¡Esto es la leche!

Se acaba la especulación inmobiliaria y el dinero de tanto despropósito empieza a pesar en los bolsillos de los "inversores". La bolsa va bien, pero los réditos no son suficientes en un mercado que empieza a estar sobrevalorado. Las obligaciones y bonos del estado siguen siendo poco atractivos a pesar de que el Banco Central suba los tipos de interés. ¿Qué queda después de la era del ladrillo? ¿Qué puede generar beneficios rápidos y seguros en poco tiempo?

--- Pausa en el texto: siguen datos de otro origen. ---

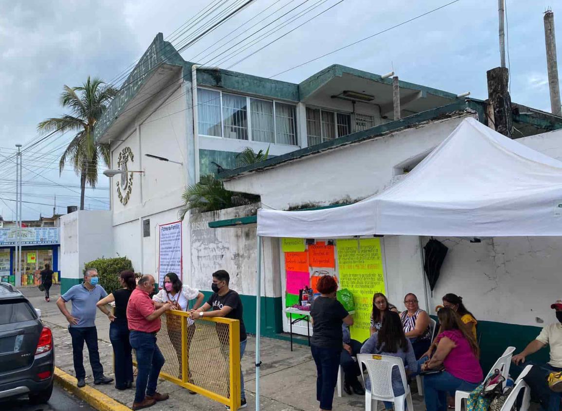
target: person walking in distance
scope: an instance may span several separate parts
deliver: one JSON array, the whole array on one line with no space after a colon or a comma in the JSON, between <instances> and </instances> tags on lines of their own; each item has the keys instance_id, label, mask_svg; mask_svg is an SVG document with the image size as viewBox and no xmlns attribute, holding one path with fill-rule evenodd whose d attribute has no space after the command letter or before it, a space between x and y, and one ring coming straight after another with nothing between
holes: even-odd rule
<instances>
[{"instance_id":1,"label":"person walking in distance","mask_svg":"<svg viewBox=\"0 0 562 411\"><path fill-rule=\"evenodd\" d=\"M99 285L98 271L96 268L87 268L84 273L84 282L71 287L57 300L57 307L69 322L69 332L72 337L72 360L78 386L86 385L86 370L84 368L84 343L88 346L90 365L94 375L94 383L108 384L113 378L103 375L103 367L99 362L98 351L98 331L96 328L96 303L107 295ZM66 304L72 302L72 314L66 309Z\"/></svg>"},{"instance_id":2,"label":"person walking in distance","mask_svg":"<svg viewBox=\"0 0 562 411\"><path fill-rule=\"evenodd\" d=\"M240 321L240 359L242 360L246 350L246 326L244 325L243 318L242 302L240 299L238 293L228 287L230 282L230 276L224 270L219 270L212 273L212 283L211 288L212 289L212 295L207 302L199 309L192 310L191 318L197 319L202 317L223 317L226 318L233 318ZM212 307L212 310L208 310ZM220 326L226 327L225 324L217 324L217 330ZM227 330L228 331L228 330ZM228 352L228 346L225 348ZM223 350L225 348L223 348ZM244 391L244 376L242 375L242 368L240 369L240 408L247 407L246 392ZM230 407L226 407L227 410Z\"/></svg>"},{"instance_id":3,"label":"person walking in distance","mask_svg":"<svg viewBox=\"0 0 562 411\"><path fill-rule=\"evenodd\" d=\"M51 269L51 266L48 264L45 264L45 270L41 271L41 284L45 289L45 301L47 303L51 301L49 297L49 290L51 286L53 285L53 270Z\"/></svg>"},{"instance_id":4,"label":"person walking in distance","mask_svg":"<svg viewBox=\"0 0 562 411\"><path fill-rule=\"evenodd\" d=\"M111 321L109 339L113 347L115 388L117 390L126 390L133 386L133 355L131 344L129 341L127 304L131 293L137 287L135 279L135 273L132 271L121 271L119 280L121 288L114 290L96 304ZM115 310L115 313L112 313L106 305L114 302Z\"/></svg>"},{"instance_id":5,"label":"person walking in distance","mask_svg":"<svg viewBox=\"0 0 562 411\"><path fill-rule=\"evenodd\" d=\"M156 333L160 330L160 316L172 305L169 302L152 300L150 293L154 290L154 277L150 275L141 277L127 305L129 341L137 352L138 368L134 410L152 407L170 398L167 394L156 391L158 376L164 365L164 357L156 345Z\"/></svg>"}]
</instances>

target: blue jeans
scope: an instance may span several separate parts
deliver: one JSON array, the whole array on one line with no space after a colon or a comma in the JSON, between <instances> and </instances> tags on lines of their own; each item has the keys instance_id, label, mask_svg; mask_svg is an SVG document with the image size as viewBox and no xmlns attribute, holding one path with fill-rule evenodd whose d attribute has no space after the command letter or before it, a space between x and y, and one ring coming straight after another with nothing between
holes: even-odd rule
<instances>
[{"instance_id":1,"label":"blue jeans","mask_svg":"<svg viewBox=\"0 0 562 411\"><path fill-rule=\"evenodd\" d=\"M562 392L555 392L549 388L546 383L546 377L552 371L562 371L562 368L552 367L550 364L540 364L532 361L525 361L519 366L511 364L510 371L514 375L519 376L527 366L537 366L540 368L540 372L528 375L525 377L525 382L529 384L531 392L538 397L542 411L558 411L560 408L560 399ZM533 368L533 370L534 368Z\"/></svg>"},{"instance_id":2,"label":"blue jeans","mask_svg":"<svg viewBox=\"0 0 562 411\"><path fill-rule=\"evenodd\" d=\"M137 351L137 391L134 402L140 403L144 395L154 395L158 376L164 365L164 357L156 345L156 336L152 333L131 331L131 346Z\"/></svg>"},{"instance_id":3,"label":"blue jeans","mask_svg":"<svg viewBox=\"0 0 562 411\"><path fill-rule=\"evenodd\" d=\"M322 348L310 346L316 366L316 400L322 409L331 410L334 390L338 382L342 349Z\"/></svg>"},{"instance_id":4,"label":"blue jeans","mask_svg":"<svg viewBox=\"0 0 562 411\"><path fill-rule=\"evenodd\" d=\"M98 350L98 330L95 327L70 327L69 332L72 338L72 358L74 362L74 372L77 380L86 377L86 370L84 368L84 343L88 346L90 357L90 365L94 381L103 377L103 367L99 362L99 351Z\"/></svg>"},{"instance_id":5,"label":"blue jeans","mask_svg":"<svg viewBox=\"0 0 562 411\"><path fill-rule=\"evenodd\" d=\"M129 334L126 322L114 321L110 324L109 339L113 346L115 388L117 390L124 390L127 382L133 382L133 355Z\"/></svg>"},{"instance_id":6,"label":"blue jeans","mask_svg":"<svg viewBox=\"0 0 562 411\"><path fill-rule=\"evenodd\" d=\"M427 411L447 411L447 393L457 390L472 391L478 386L454 377L447 371L426 375L423 378L424 398Z\"/></svg>"}]
</instances>

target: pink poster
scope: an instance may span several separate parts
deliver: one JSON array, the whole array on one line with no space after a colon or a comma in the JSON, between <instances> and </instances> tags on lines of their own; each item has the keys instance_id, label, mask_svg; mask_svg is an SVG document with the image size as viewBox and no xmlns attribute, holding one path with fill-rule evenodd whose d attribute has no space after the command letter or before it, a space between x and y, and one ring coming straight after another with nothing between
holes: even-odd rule
<instances>
[{"instance_id":1,"label":"pink poster","mask_svg":"<svg viewBox=\"0 0 562 411\"><path fill-rule=\"evenodd\" d=\"M298 295L298 290L310 286L310 275L301 271L287 272L287 292Z\"/></svg>"}]
</instances>

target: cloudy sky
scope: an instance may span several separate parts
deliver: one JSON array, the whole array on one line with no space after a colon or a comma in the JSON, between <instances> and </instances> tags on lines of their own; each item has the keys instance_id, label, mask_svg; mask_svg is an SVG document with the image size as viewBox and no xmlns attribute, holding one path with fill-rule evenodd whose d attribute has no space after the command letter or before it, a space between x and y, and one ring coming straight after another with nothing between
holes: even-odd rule
<instances>
[{"instance_id":1,"label":"cloudy sky","mask_svg":"<svg viewBox=\"0 0 562 411\"><path fill-rule=\"evenodd\" d=\"M270 77L451 1L255 0L182 54L188 61ZM243 2L0 0L0 214L11 219L15 207L10 200L15 197L15 166L5 157L13 153L16 143L25 148L37 140L38 122L64 112L58 103L63 85L78 85L88 75L115 81L158 32L181 45L206 22L205 17L193 19L201 10L209 6L218 13ZM555 15L560 38L562 0L506 0L506 3L511 98L550 111L542 17L549 6L560 13ZM496 0L459 0L275 78L298 83L337 63L379 74L393 68L407 81L455 93L470 91L472 97L485 99L486 71L500 61L497 6ZM170 36L190 19L191 22L176 33L188 28L191 31L176 39L176 34ZM279 26L285 22L287 25ZM265 26L259 34L271 30L269 36L246 49L247 42L256 36L235 45ZM53 136L26 152L24 200L29 203L23 208L25 218L37 218L40 213L50 216L55 195L57 206L79 204L78 179L70 167L61 176L57 169L60 154L71 136ZM107 209L107 180L101 175L98 188L87 190L87 208Z\"/></svg>"}]
</instances>

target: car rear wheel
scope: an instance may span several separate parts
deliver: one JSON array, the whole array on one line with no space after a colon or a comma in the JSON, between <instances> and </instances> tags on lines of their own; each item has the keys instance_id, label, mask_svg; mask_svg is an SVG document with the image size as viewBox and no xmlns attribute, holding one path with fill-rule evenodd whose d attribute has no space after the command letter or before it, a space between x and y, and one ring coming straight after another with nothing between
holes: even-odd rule
<instances>
[{"instance_id":1,"label":"car rear wheel","mask_svg":"<svg viewBox=\"0 0 562 411\"><path fill-rule=\"evenodd\" d=\"M44 390L33 394L30 393L29 394L29 402L33 404L45 404L51 398L51 395L52 393L53 383L51 382L51 385Z\"/></svg>"}]
</instances>

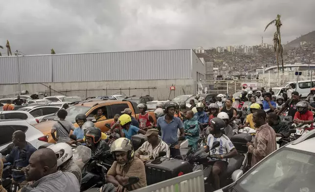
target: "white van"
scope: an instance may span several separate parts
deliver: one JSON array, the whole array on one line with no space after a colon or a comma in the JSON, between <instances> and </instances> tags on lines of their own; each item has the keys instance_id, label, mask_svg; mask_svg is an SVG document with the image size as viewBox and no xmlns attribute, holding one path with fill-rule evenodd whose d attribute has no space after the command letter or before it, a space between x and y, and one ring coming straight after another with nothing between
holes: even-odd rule
<instances>
[{"instance_id":1,"label":"white van","mask_svg":"<svg viewBox=\"0 0 315 192\"><path fill-rule=\"evenodd\" d=\"M306 97L311 92L311 87L315 87L315 79L312 81L312 87L311 86L311 81L307 80L305 81L299 81L297 82L298 86L296 86L296 81L292 81L284 83L281 87L289 87L289 86L292 87L293 91L298 92L299 94L302 95L302 97Z\"/></svg>"}]
</instances>

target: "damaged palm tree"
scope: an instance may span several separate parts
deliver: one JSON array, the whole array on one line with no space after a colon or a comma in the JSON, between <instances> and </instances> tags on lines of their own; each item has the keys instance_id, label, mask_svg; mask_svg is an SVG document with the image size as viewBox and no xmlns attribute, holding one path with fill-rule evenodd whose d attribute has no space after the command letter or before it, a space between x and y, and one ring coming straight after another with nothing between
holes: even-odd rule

Cualquier bien de primera necesidad. Con la vivienda ha funcionado y de hecho se ha demostrado que se puede hipotecar la vida de medio país a costa del beneficio usurero de unos pocos. Por qué no bajar ahora el listón y dedicarnos a especular con el pan de cada día. Y ya que estamos, seguimos con cualquier alimento básico como la leche. A fin de cuentas todos son productos sujetos a las leyes del mercado en una economía neoliberal. No hay nada que temer, el mercado se autorregula aunque ello suponga ver la leche en vitrinas con cristal de seguridad en los híper. "Laissez faire".

PD: Siempre quedará echarle la culpa al biocarburante.